Yep. Actually, every Christmas Eve, my mom and grandma make lasagna for dinner. Don't know why, but it's always pretty good!
Well since thanksgiving is in mid October here the bigger problem is them putting Christmas stuff up before remembrance day. A lot of companies around my city anyway didnt until afterwards in purpose because they think it's wrong to do so before. We can all be love the capitalist utopia of Christmas after that day...

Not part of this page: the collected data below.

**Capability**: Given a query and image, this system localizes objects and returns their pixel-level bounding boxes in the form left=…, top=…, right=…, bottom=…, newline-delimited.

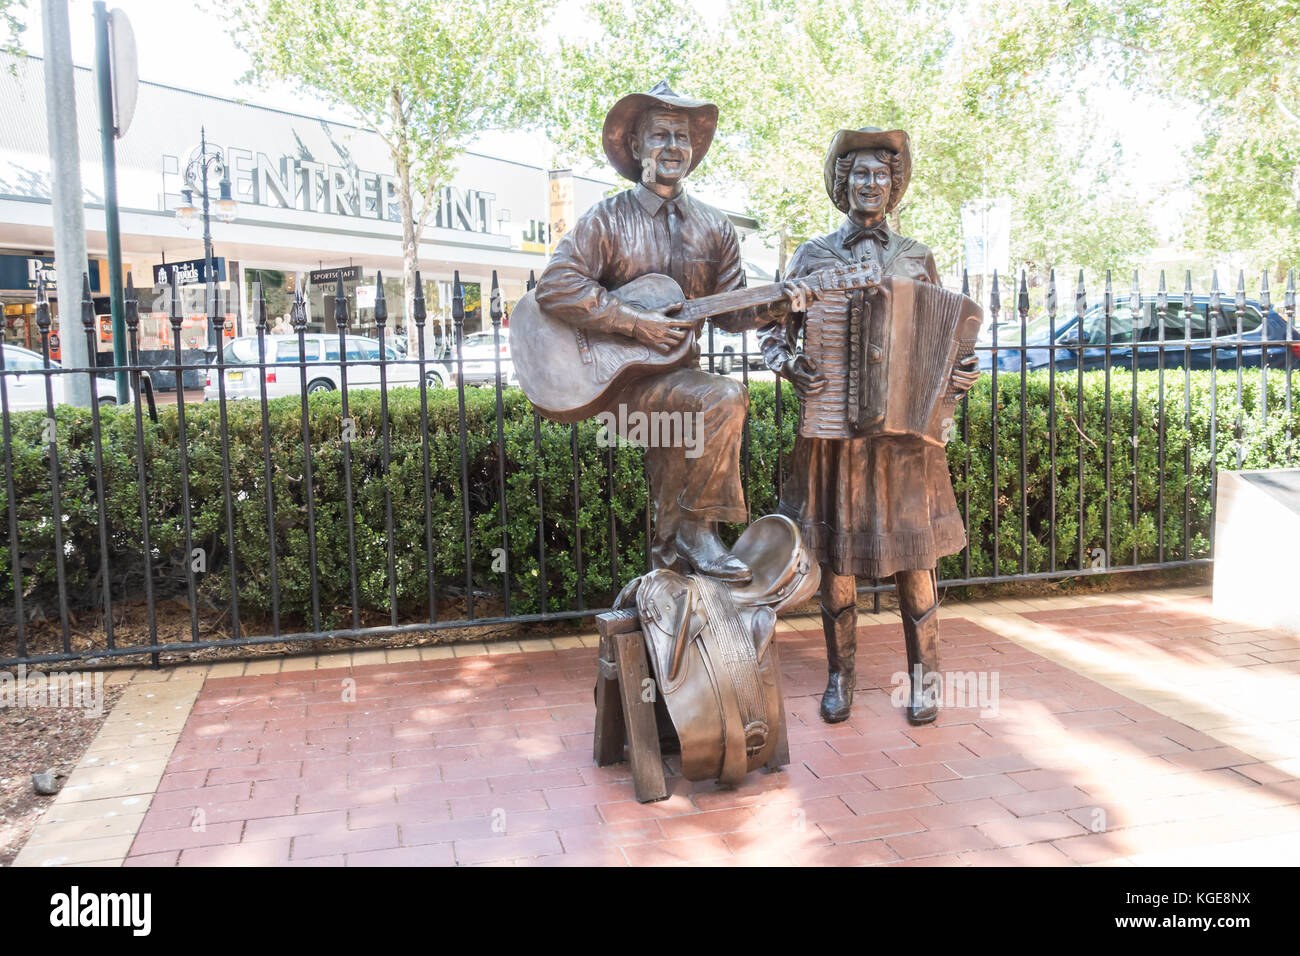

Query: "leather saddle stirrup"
left=903, top=601, right=940, bottom=725
left=819, top=602, right=857, bottom=724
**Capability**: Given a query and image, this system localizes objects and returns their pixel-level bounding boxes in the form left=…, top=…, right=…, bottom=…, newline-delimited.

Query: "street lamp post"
left=174, top=126, right=237, bottom=364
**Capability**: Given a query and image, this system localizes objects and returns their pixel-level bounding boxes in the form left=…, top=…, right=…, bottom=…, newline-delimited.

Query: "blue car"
left=979, top=295, right=1300, bottom=372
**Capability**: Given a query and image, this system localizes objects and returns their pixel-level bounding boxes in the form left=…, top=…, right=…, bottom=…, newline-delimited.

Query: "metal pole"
left=93, top=1, right=128, bottom=403
left=40, top=0, right=92, bottom=407
left=200, top=126, right=217, bottom=363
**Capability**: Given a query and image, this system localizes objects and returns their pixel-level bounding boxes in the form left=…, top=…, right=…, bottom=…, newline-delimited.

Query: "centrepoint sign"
left=171, top=143, right=498, bottom=234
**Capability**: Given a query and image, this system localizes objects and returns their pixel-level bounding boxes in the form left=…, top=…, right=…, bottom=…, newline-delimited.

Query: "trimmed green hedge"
left=1, top=369, right=1297, bottom=634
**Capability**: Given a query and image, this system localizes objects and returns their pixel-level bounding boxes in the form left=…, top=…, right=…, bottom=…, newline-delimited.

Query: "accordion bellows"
left=800, top=276, right=983, bottom=445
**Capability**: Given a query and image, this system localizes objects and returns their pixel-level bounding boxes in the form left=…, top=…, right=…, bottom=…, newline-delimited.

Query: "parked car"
left=704, top=324, right=765, bottom=374
left=443, top=329, right=516, bottom=386
left=979, top=295, right=1300, bottom=373
left=203, top=334, right=435, bottom=402
left=0, top=344, right=134, bottom=411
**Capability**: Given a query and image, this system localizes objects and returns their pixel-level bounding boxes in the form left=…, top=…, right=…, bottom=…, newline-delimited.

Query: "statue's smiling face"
left=630, top=110, right=693, bottom=187
left=848, top=152, right=892, bottom=220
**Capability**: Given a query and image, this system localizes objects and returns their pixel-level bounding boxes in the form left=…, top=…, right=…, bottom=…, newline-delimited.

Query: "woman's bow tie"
left=842, top=223, right=890, bottom=248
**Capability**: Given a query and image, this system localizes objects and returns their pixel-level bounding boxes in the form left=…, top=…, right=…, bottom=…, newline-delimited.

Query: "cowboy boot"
left=675, top=518, right=752, bottom=583
left=903, top=603, right=941, bottom=725
left=819, top=602, right=857, bottom=723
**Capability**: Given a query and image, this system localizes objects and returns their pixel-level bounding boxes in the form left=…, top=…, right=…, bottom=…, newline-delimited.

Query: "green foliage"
left=211, top=0, right=556, bottom=313
left=3, top=370, right=1298, bottom=642
left=946, top=366, right=1300, bottom=580
left=999, top=0, right=1300, bottom=265
left=1, top=0, right=25, bottom=61
left=542, top=0, right=1161, bottom=277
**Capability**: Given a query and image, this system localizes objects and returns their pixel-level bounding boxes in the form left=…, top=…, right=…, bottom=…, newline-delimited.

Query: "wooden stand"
left=593, top=609, right=668, bottom=803
left=593, top=607, right=790, bottom=804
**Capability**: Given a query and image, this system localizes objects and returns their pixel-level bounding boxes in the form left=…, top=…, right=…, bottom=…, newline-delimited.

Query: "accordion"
left=799, top=276, right=983, bottom=446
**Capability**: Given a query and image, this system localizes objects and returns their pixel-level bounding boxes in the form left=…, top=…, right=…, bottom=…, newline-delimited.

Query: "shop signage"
left=153, top=257, right=227, bottom=286
left=0, top=255, right=103, bottom=293
left=309, top=265, right=361, bottom=285
left=548, top=169, right=574, bottom=251
left=167, top=141, right=499, bottom=235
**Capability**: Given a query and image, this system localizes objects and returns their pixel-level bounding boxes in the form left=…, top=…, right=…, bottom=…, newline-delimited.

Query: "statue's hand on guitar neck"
left=625, top=301, right=697, bottom=354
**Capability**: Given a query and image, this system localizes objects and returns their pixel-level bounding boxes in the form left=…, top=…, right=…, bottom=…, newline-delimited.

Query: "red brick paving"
left=124, top=610, right=1300, bottom=866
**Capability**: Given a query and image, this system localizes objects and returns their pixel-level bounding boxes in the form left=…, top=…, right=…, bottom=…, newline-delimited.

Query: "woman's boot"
left=819, top=602, right=857, bottom=723
left=902, top=603, right=940, bottom=724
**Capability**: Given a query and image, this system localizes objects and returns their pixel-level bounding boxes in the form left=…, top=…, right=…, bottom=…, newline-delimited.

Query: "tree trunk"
left=1291, top=160, right=1300, bottom=239
left=398, top=169, right=419, bottom=357
left=391, top=88, right=420, bottom=358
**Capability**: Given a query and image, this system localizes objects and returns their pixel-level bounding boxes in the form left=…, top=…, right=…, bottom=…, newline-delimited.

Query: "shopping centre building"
left=0, top=53, right=773, bottom=367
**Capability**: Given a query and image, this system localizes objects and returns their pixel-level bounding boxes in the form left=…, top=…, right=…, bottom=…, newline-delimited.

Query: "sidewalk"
left=14, top=584, right=1300, bottom=866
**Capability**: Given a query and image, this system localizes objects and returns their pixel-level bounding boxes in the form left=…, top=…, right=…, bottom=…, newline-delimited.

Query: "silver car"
left=203, top=334, right=430, bottom=401
left=705, top=325, right=764, bottom=374
left=445, top=329, right=516, bottom=386
left=0, top=344, right=134, bottom=411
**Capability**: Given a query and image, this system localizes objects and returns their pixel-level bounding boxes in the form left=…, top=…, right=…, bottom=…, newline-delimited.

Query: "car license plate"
left=227, top=370, right=244, bottom=382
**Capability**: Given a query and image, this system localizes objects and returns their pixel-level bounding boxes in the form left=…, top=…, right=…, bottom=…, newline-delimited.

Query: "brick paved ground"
left=110, top=599, right=1300, bottom=867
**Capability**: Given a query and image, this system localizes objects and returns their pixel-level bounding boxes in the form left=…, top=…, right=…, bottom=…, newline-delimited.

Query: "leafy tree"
left=2, top=0, right=27, bottom=61
left=543, top=0, right=1159, bottom=282
left=996, top=0, right=1300, bottom=268
left=214, top=0, right=555, bottom=334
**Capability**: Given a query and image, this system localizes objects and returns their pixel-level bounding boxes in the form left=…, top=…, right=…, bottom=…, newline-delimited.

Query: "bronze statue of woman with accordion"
left=759, top=128, right=981, bottom=725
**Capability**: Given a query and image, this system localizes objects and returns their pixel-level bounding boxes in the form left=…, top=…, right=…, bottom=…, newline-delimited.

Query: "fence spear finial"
left=490, top=270, right=502, bottom=325
left=990, top=268, right=1001, bottom=317
left=1236, top=269, right=1247, bottom=313
left=1183, top=269, right=1194, bottom=313
left=35, top=273, right=49, bottom=333
left=1075, top=269, right=1087, bottom=319
left=253, top=281, right=267, bottom=331
left=1210, top=269, right=1221, bottom=314
left=961, top=267, right=970, bottom=297
left=374, top=272, right=387, bottom=326
left=452, top=270, right=464, bottom=327
left=412, top=271, right=426, bottom=326
left=1046, top=268, right=1057, bottom=318
left=1130, top=268, right=1141, bottom=316
left=1156, top=270, right=1168, bottom=314
left=82, top=271, right=96, bottom=331
left=291, top=277, right=307, bottom=331
left=526, top=269, right=536, bottom=292
left=1018, top=269, right=1029, bottom=319
left=1260, top=270, right=1271, bottom=313
left=334, top=274, right=348, bottom=329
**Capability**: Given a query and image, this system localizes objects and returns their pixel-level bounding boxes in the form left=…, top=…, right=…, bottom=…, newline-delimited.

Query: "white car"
left=203, top=334, right=432, bottom=401
left=445, top=329, right=516, bottom=386
left=0, top=344, right=133, bottom=411
left=705, top=325, right=765, bottom=374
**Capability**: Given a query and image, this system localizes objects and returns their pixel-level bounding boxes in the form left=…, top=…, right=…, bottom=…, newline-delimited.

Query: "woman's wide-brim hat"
left=823, top=127, right=912, bottom=214
left=602, top=81, right=719, bottom=183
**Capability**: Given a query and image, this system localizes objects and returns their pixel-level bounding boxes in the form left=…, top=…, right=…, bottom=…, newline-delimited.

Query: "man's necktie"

You know, there just doesn't seem to be a lot to get excited about for Thanksgiving. It seems like a day that you can really only have fun with on one day. Christmas? You can celebrate that for much longer! You put out some pumpkins and turkey decorations for Thanksgiving and then what? Sing Thanksgiving songs? Go Thanksgiving shopping (not Black Friday...)? It just seems like there's no reason to let a holiday like Thanksgiving get in the way of celebrating Christmas. Now... if you're talking Halloween and before, then there's gonna be a problem. Thank you for this statement!
I think a huge part of it is that they don't have the time. Our Thanksgiving is celebrated in October and even though it's a statutory holiday, not everyone can close down their business. I think that if everyone could, more people would have the time to celebrate it with family and/or friends.. but there are people who have to work and some companies just can't afford it.
I've noticed that Christmas in the Anglosphere is often a lot shorter than it is in Continental Europe. For example, the last extended family Christmas (with both Catholic and Protestant traditions) I had in Switzerland lasted for almost a month and even though most in my family are weakly religious or not religious, it felt serious, communal and heartfelt. Thanksgiving seems like a way to stretch that atmosphere of familial closeness out that I just don't see in Australia nearly as often. However, I think it's perfectly fine for people to say why they abstain from celebrating the holiday when they're specifically asked. It's an honest explanation. But I would make a distinction between Thanksgiving and Columbus Day, which have both been mentioned together in this thread. Thanksgiving is a recognition of an agricultural past and a tradition carried on from much harder times. Its history stretches to before the commonly cited massacres and the current form of the holiday was solidified in date and customs quite a while later. Columbus Day specifically lauds a man who helped orchestrate the overture of a terrible period of colonisation and proselytism.
As far as stores are concerned, it's probably all about the money to be made off of Christmas. Christmas is hugely profitable. I seem to recall that the date of Thanksgiving can even make a difference--in past years, I heard a late Thanksgiving (with late Black Friday) can be less profitable by far than an early Thanksgiving. (It puzzles me why it would make a huge difference. Surely people's shopping list remains pretty much the same people and the same basic decoration needs year to year. I suppose it's all about impulse buys.)
I don't think anyone forgets Thanksgiving. Most stores carry thanksgiving decorations along side Christmas decorations, but not many people feel the need to set up decorative turkeys and pilgrims everywhere. Thanksgiving is also the busiest day for travel in the US. Personally I don't mind thanksgiving but it's just another holiday. I don't like turkey, I don't like football, I don't really like my relatives that come over and start stupid arguments...
I don't really know what Thanksgiving is. So that's my excuse. I know you say what you're thankful for and have a meal that's a cross between Halloween pumpkin pie and a Christmas Dinner, but that's about it.